重要ポイント:
- ClearstreamはXRP、ADA、SOL、LTC、XLM、AVAXをカストディ対象に追加
- 今回の拡大は、Crypto Financeを通じたBTCおよびETHカストディの2025年開始に続くもの
- MiCA準拠の暗号資産サービスは欧州で機関投資家需要が高まりを見せている
重要ポイント:

ドイツ取引所グループ(Deutsche Börse Group)のポストトレード部門であるClearstreamは、暗号資産カストディ事業を拡大し、XRP、カルダノ、ソラナ、ライトコイン、ステラ、アバランチの6トークンを規制対象プラットフォームに追加した。
「今回の展開は、確立された信頼性の高いカストディインフラにおける暗号資産統合の分野で、顧客の選択肢をさらに広げ、伝統的金融と暗号資産の世界とのギャップを埋めるものである」とClearstreamは声明で述べた。
新たに追加されたトークンは、Clearstreamが2025年4月に完全規制対象の暗号資産カストディサービスを開始して以来サポートされてきたビットコインおよびイーサに加わるものだ。このサービスは、同じくドイツ取引所グループ内でMiCAR規制対象事業体であるCrypto Financeをサブカストディアンとして活用する。
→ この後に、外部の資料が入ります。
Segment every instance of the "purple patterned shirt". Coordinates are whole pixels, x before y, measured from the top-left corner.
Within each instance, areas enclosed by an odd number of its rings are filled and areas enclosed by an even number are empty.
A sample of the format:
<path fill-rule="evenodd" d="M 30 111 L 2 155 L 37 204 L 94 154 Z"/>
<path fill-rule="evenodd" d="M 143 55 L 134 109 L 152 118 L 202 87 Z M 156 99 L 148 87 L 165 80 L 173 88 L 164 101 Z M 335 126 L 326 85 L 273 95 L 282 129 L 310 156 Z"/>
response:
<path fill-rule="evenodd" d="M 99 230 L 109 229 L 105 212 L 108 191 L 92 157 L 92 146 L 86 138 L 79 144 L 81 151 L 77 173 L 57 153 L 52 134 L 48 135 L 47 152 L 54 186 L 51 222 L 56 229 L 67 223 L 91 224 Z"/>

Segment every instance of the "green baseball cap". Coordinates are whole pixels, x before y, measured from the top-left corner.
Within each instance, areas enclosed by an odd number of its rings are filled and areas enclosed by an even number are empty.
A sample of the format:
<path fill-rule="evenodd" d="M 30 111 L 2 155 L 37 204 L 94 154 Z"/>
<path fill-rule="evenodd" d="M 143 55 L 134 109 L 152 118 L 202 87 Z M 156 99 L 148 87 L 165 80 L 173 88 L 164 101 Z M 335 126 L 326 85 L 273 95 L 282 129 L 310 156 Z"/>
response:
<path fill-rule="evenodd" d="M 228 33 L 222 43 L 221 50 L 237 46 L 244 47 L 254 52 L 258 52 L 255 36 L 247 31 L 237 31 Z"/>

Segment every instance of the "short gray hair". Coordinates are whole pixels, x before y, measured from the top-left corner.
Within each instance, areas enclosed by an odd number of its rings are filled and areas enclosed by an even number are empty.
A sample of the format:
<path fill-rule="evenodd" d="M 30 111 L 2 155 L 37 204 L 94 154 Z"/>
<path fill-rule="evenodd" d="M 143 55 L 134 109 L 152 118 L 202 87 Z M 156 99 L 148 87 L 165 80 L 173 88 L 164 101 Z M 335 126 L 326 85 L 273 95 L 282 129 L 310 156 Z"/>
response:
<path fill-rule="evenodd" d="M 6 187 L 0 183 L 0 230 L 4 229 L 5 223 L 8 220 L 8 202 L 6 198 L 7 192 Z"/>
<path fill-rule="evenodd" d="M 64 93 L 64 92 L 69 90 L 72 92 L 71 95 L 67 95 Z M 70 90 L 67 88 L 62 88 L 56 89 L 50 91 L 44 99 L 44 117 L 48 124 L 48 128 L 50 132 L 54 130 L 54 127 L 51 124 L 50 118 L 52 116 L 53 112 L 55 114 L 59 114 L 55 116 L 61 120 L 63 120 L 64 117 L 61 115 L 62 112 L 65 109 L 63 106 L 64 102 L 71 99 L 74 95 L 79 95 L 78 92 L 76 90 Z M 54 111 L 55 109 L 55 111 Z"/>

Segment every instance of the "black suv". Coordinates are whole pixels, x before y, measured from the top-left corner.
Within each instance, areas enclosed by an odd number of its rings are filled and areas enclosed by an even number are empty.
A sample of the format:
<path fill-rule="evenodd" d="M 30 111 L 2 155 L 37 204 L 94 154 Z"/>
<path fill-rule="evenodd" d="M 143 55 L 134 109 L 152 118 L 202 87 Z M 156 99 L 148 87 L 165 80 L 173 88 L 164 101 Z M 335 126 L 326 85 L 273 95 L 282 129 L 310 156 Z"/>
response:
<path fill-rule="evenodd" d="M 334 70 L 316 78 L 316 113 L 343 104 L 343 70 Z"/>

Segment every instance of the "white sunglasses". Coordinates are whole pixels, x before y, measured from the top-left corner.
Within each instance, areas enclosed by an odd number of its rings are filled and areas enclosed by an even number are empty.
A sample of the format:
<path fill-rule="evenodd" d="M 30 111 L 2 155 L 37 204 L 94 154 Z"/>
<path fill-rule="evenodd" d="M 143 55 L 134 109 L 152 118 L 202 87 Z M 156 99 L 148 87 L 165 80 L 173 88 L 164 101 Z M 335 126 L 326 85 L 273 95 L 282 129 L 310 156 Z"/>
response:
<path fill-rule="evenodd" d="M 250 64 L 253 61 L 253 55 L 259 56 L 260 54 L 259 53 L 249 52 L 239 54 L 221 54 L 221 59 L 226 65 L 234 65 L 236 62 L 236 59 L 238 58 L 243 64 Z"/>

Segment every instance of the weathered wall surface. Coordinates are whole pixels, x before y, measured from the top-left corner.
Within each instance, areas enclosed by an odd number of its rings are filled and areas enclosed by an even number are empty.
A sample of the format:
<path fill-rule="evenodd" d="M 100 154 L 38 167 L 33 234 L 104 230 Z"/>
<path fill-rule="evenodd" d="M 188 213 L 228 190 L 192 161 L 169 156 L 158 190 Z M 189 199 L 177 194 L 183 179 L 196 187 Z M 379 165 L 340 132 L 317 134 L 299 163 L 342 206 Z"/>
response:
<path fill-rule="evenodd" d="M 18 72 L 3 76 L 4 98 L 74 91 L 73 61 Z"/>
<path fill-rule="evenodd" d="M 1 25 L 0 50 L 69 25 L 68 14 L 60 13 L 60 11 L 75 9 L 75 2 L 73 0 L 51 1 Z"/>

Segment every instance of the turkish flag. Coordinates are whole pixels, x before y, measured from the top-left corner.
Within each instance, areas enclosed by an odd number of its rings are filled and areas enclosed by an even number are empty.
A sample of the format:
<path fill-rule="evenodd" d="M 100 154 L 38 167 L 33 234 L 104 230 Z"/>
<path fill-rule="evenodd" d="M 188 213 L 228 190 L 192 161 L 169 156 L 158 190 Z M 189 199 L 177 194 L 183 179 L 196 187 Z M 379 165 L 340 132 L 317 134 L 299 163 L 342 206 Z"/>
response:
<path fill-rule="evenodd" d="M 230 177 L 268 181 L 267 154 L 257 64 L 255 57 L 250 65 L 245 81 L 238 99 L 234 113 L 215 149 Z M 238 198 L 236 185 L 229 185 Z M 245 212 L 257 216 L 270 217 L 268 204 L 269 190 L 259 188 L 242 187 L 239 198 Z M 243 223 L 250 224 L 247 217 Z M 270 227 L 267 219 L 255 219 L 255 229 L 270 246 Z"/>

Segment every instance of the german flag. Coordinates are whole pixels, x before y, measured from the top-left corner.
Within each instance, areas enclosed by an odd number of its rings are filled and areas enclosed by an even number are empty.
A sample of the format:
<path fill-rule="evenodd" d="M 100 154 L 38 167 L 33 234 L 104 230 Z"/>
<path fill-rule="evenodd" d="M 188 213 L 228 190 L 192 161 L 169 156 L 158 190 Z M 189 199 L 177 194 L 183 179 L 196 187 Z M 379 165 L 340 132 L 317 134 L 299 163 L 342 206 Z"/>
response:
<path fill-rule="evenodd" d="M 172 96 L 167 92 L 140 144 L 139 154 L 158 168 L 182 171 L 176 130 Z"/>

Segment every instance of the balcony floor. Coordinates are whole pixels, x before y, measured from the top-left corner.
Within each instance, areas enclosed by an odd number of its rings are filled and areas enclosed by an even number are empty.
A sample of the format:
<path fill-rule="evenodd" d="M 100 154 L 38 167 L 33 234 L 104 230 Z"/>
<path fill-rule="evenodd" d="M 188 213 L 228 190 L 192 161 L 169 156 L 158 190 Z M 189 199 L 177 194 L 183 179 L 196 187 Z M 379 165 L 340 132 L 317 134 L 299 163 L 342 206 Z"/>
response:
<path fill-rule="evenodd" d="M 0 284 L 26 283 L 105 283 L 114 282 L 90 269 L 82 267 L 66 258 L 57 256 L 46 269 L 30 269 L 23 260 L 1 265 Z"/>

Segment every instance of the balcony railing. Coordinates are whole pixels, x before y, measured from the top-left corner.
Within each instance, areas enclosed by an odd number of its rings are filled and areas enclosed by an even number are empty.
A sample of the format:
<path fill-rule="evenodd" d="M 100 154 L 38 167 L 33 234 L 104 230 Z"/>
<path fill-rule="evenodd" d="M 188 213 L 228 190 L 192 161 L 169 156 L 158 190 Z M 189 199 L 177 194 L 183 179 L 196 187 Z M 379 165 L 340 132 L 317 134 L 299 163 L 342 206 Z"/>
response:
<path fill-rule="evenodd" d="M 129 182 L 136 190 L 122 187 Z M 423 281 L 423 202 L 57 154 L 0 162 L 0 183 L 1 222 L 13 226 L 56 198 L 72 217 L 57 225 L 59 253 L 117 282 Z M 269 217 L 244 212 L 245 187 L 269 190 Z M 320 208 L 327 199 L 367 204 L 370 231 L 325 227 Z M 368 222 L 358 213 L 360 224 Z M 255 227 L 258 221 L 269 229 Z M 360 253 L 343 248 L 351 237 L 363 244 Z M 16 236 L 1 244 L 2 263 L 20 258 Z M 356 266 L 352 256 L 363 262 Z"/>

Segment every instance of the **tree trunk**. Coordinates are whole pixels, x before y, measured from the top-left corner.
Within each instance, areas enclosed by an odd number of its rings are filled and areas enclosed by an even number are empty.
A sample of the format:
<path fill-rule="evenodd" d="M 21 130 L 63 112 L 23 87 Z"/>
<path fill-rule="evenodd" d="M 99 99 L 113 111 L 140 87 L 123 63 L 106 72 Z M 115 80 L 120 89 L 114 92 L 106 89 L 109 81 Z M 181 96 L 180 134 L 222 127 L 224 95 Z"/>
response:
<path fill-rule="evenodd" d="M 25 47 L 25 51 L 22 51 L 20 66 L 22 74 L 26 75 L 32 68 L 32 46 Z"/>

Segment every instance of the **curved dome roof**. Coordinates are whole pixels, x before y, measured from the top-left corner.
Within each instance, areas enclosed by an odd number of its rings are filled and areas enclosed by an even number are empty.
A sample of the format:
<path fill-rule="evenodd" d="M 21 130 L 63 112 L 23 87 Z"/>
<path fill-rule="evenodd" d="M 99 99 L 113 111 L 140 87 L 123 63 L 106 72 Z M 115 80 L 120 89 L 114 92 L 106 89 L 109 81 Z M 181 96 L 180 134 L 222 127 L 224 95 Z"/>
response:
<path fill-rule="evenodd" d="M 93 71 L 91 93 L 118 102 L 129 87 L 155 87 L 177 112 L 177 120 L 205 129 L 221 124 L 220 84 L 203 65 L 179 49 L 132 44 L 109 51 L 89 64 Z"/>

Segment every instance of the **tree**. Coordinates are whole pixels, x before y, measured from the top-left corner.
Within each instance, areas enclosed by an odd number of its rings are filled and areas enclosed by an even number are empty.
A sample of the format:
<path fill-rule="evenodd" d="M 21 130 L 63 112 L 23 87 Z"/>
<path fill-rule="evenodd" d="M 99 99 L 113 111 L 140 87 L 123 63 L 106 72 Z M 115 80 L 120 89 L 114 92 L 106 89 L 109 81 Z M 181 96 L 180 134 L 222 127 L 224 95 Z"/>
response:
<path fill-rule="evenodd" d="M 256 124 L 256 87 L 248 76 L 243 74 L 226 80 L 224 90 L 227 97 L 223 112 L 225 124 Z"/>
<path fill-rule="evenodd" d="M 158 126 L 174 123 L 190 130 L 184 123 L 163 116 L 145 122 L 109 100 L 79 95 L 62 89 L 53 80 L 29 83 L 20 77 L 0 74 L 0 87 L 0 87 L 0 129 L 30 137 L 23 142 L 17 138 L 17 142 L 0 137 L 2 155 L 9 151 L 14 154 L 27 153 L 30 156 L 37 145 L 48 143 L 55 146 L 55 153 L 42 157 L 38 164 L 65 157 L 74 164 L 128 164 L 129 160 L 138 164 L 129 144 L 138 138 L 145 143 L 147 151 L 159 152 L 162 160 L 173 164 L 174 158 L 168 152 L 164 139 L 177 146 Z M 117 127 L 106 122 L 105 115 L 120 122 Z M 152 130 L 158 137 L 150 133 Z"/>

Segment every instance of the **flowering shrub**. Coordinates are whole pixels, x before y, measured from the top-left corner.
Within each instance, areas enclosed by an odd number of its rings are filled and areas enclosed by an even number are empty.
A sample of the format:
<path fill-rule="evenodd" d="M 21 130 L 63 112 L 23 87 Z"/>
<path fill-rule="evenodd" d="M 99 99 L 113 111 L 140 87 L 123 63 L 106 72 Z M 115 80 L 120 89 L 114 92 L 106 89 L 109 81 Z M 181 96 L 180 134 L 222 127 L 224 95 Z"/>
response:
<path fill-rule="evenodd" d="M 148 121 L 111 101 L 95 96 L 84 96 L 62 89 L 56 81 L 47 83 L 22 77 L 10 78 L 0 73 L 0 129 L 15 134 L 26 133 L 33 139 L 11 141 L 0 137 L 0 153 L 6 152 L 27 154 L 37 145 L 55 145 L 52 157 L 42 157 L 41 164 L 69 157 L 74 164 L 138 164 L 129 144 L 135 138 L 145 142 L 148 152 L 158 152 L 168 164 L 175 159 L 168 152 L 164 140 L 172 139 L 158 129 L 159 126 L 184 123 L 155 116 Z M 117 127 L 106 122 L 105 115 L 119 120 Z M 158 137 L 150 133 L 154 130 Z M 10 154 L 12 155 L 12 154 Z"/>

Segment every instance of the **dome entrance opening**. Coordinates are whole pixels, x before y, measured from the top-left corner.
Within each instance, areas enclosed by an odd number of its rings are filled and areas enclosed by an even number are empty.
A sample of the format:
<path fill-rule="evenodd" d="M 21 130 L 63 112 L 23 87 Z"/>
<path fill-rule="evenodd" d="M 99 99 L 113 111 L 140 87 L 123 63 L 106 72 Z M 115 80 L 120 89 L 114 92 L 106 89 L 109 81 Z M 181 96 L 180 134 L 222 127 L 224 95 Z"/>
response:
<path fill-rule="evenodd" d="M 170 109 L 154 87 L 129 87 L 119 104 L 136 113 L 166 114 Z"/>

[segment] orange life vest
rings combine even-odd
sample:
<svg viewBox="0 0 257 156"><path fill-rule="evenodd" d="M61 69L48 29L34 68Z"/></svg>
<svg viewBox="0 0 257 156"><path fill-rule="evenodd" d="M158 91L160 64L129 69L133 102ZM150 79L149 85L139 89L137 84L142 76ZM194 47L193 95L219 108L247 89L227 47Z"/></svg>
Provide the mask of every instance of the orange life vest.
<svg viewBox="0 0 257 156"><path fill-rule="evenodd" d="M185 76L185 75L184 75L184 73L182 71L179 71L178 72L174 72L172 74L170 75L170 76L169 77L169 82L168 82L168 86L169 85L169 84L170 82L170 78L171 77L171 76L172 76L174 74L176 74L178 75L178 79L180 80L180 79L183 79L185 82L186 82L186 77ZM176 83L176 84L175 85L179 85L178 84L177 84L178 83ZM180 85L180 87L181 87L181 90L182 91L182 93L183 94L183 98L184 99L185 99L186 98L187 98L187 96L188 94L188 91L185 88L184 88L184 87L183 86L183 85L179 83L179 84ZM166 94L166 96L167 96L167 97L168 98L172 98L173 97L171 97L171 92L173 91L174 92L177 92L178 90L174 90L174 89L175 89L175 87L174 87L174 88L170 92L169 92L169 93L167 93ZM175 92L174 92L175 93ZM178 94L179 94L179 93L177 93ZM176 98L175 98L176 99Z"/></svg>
ClearstreamのICSD顧客は、ルクセンブルクにあるClearstream Banking S.A.の既存口座を通じて当該サービスを利用できる。
今回の拡大は、欧州連合の「暗号資産市場(MiCA)」枠組みが本格施行される中、Clearstreamが「機関投資家向け金融におけるMiCA準拠暗号資産の重要性の高まり」と呼ぶ動きに対応したものである。XRPの発行元であるRippleは先週、ルクセンブルクで完全なMiCAライセンスを取得し、欧州経済領域全体での決済事業を強化している。
Clearstreamは世界最大級の決済・カストディ企業であり、60以上の市場にインフラを提供している。同社の暗号資産分野への最初の参入は2025年初頭に遡り、ドイツ取引所グループが機関投資家向けのカストディおよび決済サービスを発表。Crypto FinanceのMiCARライセンスを活用し、欧州全域での規制順守を確保した。
今回の6トークン追加は、ビットコインやイーサを超えた規制対象デジタル資産エクスポージャーに対する機関投資家の需要拡大を示している。XRPに特化したスポットETFには、過去8週間で14億9000万ドルの資金流入があったとの報道もあり、MiCA準拠の暗号資産商品への需要が高まっている。
本記事は情報提供のみを目的としており、投資助言を構成するものではない。